Her approach inspires her colleagues.

“Kristen has the magic touch because of her sparkling personality and interest in perfecting her teaching craft,” said Laura O’Hara, associate professor of communication studies. “Hours and hours of thought and research and planning go into her teaching. She makes it look effortless.”

Pop culture meets entrepreneurial learning

This fall, McCauliff embraced Ball State’s emphasis on entrepreneurial learning by creating her pop culture class syllabus with her students. That decision sprang from evaluations that praised the class but not its materials.

“Faculty members have to be tinkerers. We have to be willing to fail and learn from that failure. I don’t just want my students to be entrepreneurial; I want them to see me modeling that.”

Kristen McCauliff
assistant professor of communication studies

“I have 70 students at my disposal who are experts in pop culture,” she said. “They read interesting things, have interesting thoughts, are more knowledgeable about movies and television and music and gaming than I am. Why not let them participate?”

Students democratically picked topics for six units, and McCauliff gave guidelines that included a minimum number of sources, which could range from TV to music, YouTube videos to articles about responsible tourism.

She reviewed all recommendations, using some as submitted and others as jumping-off points. She found academic resources to round out ideas, including a new-to-her exploration of mental well-being.

Such collaboration dovetails with two of her beliefs.

First, faculty members must be entrepreneurial learners. “We have to be tinkerers. We have to be willing to fail and learn from that failure. I don’t just want my students to be entrepreneurial; I want them to see me modeling that.”

And she said she’s led, as a feminist, to diffuse some of her power as a teacher.

Said Glen Stamp, her departmental chair: “She’s very aware of the dynamic of power and lets students have a certain amount of control, but she’s still guiding them. They have responsibility that they don’t in other classes.”

The daring required to have students actively participate in their learning draws praise. “She’s been willing to take those risks that many teachers won’t,” said Beth Messner, associate professor of communication studies, whom McCauliff calls her mentor.

“It takes an incredible amount of energy and dedication to demonstrate a true commitment to student-centered teaching. I think she’s an exemplar of that.”

The rewards of being student-centered

Kochmer, McCauliff’s former teaching assistant, has clearly benefitted from the student-centered approach and continues to as she expects to earn her master’s in May with McCauliff as her adviser. Then Kochmer plans to enter a PhD program.

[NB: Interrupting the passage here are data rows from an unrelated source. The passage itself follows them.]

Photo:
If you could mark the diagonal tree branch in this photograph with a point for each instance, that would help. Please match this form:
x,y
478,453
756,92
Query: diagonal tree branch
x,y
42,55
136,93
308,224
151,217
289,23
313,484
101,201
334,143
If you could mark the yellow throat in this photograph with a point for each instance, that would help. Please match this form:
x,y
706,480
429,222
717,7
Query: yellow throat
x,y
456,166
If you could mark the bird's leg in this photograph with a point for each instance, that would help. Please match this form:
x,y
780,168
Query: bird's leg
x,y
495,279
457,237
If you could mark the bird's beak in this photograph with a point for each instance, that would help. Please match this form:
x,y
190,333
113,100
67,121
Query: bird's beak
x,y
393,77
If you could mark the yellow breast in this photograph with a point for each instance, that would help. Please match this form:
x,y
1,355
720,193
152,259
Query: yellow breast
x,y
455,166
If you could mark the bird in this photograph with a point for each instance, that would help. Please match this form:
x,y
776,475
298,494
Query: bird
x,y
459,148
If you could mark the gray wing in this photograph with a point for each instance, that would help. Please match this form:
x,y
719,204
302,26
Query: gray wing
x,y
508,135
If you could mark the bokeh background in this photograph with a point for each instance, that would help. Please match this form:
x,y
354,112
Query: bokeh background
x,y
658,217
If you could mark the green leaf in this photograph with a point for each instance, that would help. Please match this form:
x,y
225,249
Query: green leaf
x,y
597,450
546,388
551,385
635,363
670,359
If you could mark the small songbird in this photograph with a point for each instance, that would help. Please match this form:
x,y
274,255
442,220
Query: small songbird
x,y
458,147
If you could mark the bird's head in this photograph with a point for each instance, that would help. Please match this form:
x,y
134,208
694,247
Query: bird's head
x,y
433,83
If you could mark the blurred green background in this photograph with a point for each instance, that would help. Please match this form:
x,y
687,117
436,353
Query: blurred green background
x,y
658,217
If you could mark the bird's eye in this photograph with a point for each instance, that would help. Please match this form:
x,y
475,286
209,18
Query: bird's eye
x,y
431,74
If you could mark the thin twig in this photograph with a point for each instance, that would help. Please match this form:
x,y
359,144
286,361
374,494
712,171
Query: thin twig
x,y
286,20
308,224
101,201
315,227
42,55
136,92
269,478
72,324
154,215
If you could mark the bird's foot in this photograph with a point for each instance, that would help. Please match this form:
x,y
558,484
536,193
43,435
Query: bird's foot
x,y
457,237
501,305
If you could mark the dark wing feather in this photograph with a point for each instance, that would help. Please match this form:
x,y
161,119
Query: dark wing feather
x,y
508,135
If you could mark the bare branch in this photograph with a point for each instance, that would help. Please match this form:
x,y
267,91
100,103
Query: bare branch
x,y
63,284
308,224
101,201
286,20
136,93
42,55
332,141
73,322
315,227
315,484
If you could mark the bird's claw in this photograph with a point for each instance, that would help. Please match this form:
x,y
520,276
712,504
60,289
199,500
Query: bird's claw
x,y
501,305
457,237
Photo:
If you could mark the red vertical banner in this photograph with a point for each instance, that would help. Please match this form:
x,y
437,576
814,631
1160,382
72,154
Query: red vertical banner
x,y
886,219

As a Ball State undergrad, she planned to use her political science major to work on campaigns. Kochmer added a communication studies minor to look better to potential employers and took McCauliff’s rigorous rhetorical criticism class.

“She’s available to students and explains content in a way that makes it manageable and interesting. She uses humor, and she keeps content constantly fresh.”

Students and colleagues are happy. So is McCauliff. When she talks about being a better teacher, you hear joy, energy and a light spirit in her voice. “I love teaching, and I’m grateful for my chair and my colleagues and the administration for taking teaching seriously.”

With all the praise she’s gotten, what’s she proudest of?

She quickly quotes from a student evaluation: “I don’t agree with Kristen about anything, and that’s OK, because she still helped me learn.”

“It kind of makes me emotional,” McCauliff said, “because that’s what I have been working toward for these last six years – to be the type of person who could be that in the classroom space. I’ve worked really hard to be an inclusive, supportive, learner-centered teacher.

“I don’t want them to all agree with me. I just want them all to feel they had a space and a voice and a say.”